Heath Bar Toffee Butter Crunch

Heath Bar Toffee Butter Crunch
Heath Bar Toffee Butter Crunch
This is an old family favorite at Christmastime. We first made it from the 1980 Pillsbury Holiday cookbook, which has been long lost, I think.
  • Preparing Time: 30 minutes
  • Total Time: 30 minutes
  • Served Person: 60
vegetarian white meat free gluten free red meat free shellfish free contains dairy pescatarian
  • 1 c slivered almonds blanched
  • 1 c unsalted butter 2 sticks
  • 3 tbsp water tap
  • 1 c sugar granulated
  • 1 tbsp light corn syrup karo brand works best
  • 3/4 tbsp salt plain
  • 6 oz simi-sweet chocolate chips i like milk chocolate
  • Carbohydrate 4.50329864323163 g
  • Cholesterol 8.14133334021561 mg
  • Fat 4.9060329400152 g
  • Fiber 0.409259312914387 g
  • Protein 0.603459237683988 g
  • Saturated Fat 2.57931489703448 g
  • Serving Size 1 1 Serving (12g)
  • Sodium 0.471558333702898 mg
  • Sugar 4.09403933031724 g
  • Trans Fat 0.642169274889969 g
  • Calories 61 calories

My Christmas Tradition: Heath Bar Toffee Butter Crunch

Christmas is a time for family, friends, and traditions. For me, one of the most cherished traditions is making my Heath Bar Toffee Butter Crunch. This recipe has been passed down through generations, originating from a beloved, now lost, 1980s Pillsbury Holiday cookbook. I remember as a child, watching my grandmother meticulously prepare this treat, the sweet aroma filling our kitchen. The anticipation was almost as delicious as the final product itself! The rich, buttery toffee, crunchy almonds, and smooth chocolate—it's the perfect combination of textures and flavors that perfectly captures the spirit of the holidays.

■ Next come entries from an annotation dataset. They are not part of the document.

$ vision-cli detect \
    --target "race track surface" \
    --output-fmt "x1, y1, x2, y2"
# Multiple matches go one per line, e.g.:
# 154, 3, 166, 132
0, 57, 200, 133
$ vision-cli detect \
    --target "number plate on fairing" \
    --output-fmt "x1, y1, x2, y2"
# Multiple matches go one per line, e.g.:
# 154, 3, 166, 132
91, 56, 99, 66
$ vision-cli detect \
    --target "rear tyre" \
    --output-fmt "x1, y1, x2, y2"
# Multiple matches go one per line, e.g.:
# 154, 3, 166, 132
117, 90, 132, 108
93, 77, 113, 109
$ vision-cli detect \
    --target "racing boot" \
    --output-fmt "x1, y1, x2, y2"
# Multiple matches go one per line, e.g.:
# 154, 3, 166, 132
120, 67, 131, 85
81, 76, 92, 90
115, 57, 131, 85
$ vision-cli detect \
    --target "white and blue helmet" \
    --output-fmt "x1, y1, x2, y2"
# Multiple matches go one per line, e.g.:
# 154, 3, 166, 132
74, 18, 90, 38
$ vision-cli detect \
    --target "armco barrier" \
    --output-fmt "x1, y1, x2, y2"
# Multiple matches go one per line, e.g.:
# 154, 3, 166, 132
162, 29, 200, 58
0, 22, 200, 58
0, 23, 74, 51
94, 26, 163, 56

Over the years, I’ve perfected my own version, adding a little personal touch here and there. The process is a labor of love, a carefully orchestrated dance of melting butter, boiling sugar, and the satisfying crackle of perfectly toasted almonds. Each step is a memory, a connection to my family's past, and a gift I get to share with my loved ones every year. The process isn’t difficult, but it does require attention and a bit of patience. The reward, however, is immeasurable. The look on everyone's face when they take that first bite, their eyes widening in delight – that's what makes this tradition so special. It's more than just a recipe; it's a story, a legacy, and a taste of heartwarming memories that I hope to pass down to my own children.

The ingredients are simple, readily available, and easily sourced from any local supermarket. The actual cooking time is relatively short, but allowing ample time for the toffee to cool and harden is crucial for achieving the desired texture. This is where patience plays a significant role, a quiet period of anticipation building up to the final, rewarding moment of breaking the toffee into delightful bite-sized pieces. I often find myself using this time to reflect on the year that’s passed, cherishing moments with family and friends, and eagerly anticipating the joy of the Christmas season. The aroma that fills the house during the cooling process is another layer of this holiday tradition - a wonderful, warm reminder of years gone by and excitement for the celebrations yet to come.

More than just a sweet treat, the Heath Bar Toffee Butter Crunch is a symbol of togetherness, a delicious representation of our family history, and a recipe that continuously brings us joy and creates lasting memories. The simple act of making it, sharing it, and savoring each bite binds us together, reminding us of the importance of tradition and the sweet rewards of patience and love. It’s a tradition I wouldn't trade for anything and I encourage you all to find or create traditions that hold the same significance and happiness for you and your loved ones. Enjoy!

Step-by-step

    • Completely line a 9" x 13" x 2" pan with aluminum foil and spread 1/2 cup of slivered almonds evenly across.
    • Take the other 1/2 cup of almonds and finely chop them. Set aside.
    • Now make the toffee mix. Rub unsalted butter on the inside of a 2 quart heavy bottom saucepan and melt two sticks of the butter over medium heat.
    • Add 1 cup sugar, 3 tablespoons of water, 1 tbsp of corn syrup and 1/4 tbsp of salt. Stir and bring to a boil, then reduce to medium heat. Continue to heat, stirring frequently.
    • Put in candy thermometer. When the mix reaches 290 degrees F, remove from heat and pour evenly in pan over the almond slivers.
    • After a few minutes, spread finely chopped bittersweet or semi-sweet chocolate evenly over the toffee mix. Let it sit long enough for the chocolate to melt evenly over the mix.
    • Put into the refrigerator for an hour or two to harden.
    • Remove and crack into bite-sized pieces.